Gesundheitliche Probleme Mond-Pionier Buzz Aldrin vom Südpol ausgeflogen

Mit Neil Armstrong schrieb er 1969 Geschichte: Buzz Aldrin, der zweite Mensch auf dem Mond, hat eine Reise zum Südpol abgebrochen. Zuvor hatte sich der Gesundheitszustand des 86-Jährigen verschlechtert.

Ex-Astronaut Buzz Aldrin (Anfang November)
DPA

Ex-Astronaut Buzz Aldrin (Anfang November)

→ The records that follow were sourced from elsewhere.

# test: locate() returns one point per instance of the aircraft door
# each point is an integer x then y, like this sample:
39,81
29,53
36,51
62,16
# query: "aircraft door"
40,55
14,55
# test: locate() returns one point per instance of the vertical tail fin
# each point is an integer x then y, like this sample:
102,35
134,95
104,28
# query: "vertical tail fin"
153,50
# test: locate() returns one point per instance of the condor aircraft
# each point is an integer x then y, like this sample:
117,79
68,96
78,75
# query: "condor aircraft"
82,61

Buzz Aldrin ist wegen einer Erkrankung von einer Südpolexpedition ausgeflogen worden. Der Zustand des 86-Jährigen sei stabil, teilte der Reiseveranstalter White Desert Tour mit. Aldrin, der 1969 als zweiter Mensch den Mond betreten hatte, war Teil einer größeren Gruppe. Sein Zustand habe sich während der Reise verschlechtert, er werde nun von Ärzten betreut.

Der Evakuierungsflug wurde demnach von der National Science Foundation bereitgestellt. Der Flug des Ex-Astronauten sei von der Amundsen-Scott-Station aus an die McMurdo-Station an die Küste der Antarktis geplant gewesen, teilte die US-Regierungseinrichtung mit. Von dort aus solle Aldrin weiter nach Neuseeland gebracht werden.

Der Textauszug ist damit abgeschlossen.